The search engine bot doesn’t see the Web as do you and I. As such, there are several other page-related issues that can “trap” the bot, preventing it from seeing all of the content you intend to have indexed. For example, there are many page types that the bot doesn’t handle very well. If you use frames on your website (does anyone still use frames?), the bot will only see the frame page elements as individual pages. Thus, when it want to see how each page interrelates to other pages on your site, frame element pages are usually poor performers. This is because frame pages usually separate content from navigation. Thus content pages often become islands of isolated text that are not linked to directly by anything. And with no links to them, they might never get found. But even if the bot finds the frame’s navigation pane page, there’s no context to the links. This is pretty bad in terms of ranking in search engine relevance.

Other types of pages that can trip up search engine bots include forms (there’s typically no useful content on a form page) and authentication pages (bots can’t execute authentication schemes, so they are blocked from seeing all of the pages behind the authentication gateway). Pages that require either session IDs or cookies to be accessed are similar to authentication pages in that the bot’s inability to generate session IDs or accept cookies block them from accessing content requiring such tracking measures.

To keep the search engine bot from going places that might trip it up, see the following information about the “noindex” attribute to prevent indexing of whole pages.
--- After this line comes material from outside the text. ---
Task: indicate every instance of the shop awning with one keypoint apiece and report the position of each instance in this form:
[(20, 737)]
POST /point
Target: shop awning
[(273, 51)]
We’re only getting started here on site architecture issues. There’s plenty more to come. If you have any questions, comments, or suggestions, feel free to post them in our SEM forum. See you soon…

– Rick DeJarnette, Bing Webmaster Center

Join the conversation

69 comments
  1. Anonymous

    Nice

  2. Anonymous

    How deep is too deep for "directory depth" for Bing?

  3. bagtrend

    how to use this?

  4. jackin

    What a great article fo seo, it contains the lot of tips and if follow all than that will increase your site looks, increase SERP's ,traffic etc. Awesome1

  5. Quality Directory

    To me SEO starts with search engine optimized web design, followed by quality and unique content.

  6. Anonymous

    Great works about SEO & Site Architecture for all class of Webmasters & SEOs. Bing are an example of a new class of Search Engine for the upcoming new times.

  7. Anonymous

    Great info. Thanks for this! I'm going to share this.

  8. Anonymous

    Nice collection of common things the SEO should take care of.

  9. Anonymous

    @Rafael

    "To alleviate this possibility, make your site’s directory structure shallow, no deeper than four child directories from the root."

  10. Anonymous

    very nice useful easly understandable article

  11. Anonymous

    thank you somuch verygood

  12. Anonymous

    I am creating a page now and this information is fantastic. I will try to incorporate everything you stated into my site's architecture to see if I can get it to page one.

  13. nexcheck

    I am  using 301 redirect for my non www url to www url in the site http://www.pcsecurityworld.com , still bing lists it without www unfortunately.

  14. mauco

    Very interesting and educative. I love the illustrations you used to drive home the points. Thanks.

  15. Anonymous

    Hi. Very often question is meta description and keywords. Does Bing accept this meta headers? Is better to use this headers? IMHO meta keywords is not useful, but meta description is speculative for most SEO consultants. Somebody says it is very useful, somebody it does not matter. Work with filling these headers isn't easy.

  16. navneet kumar

    Nice tips for search engine optimization specially for bing

  17. Anonymous

    Bing seems to hold onto the best of both worlds within searches. I Like it so far, but know doubt more improvements are on the way. Are we seeing the start of a serious challenge to googles empire?

    Good tips btw

  18. Anonymous

    Thanks for the seo tips

  19. b1mou100

    What are the main changes brought by Bing ?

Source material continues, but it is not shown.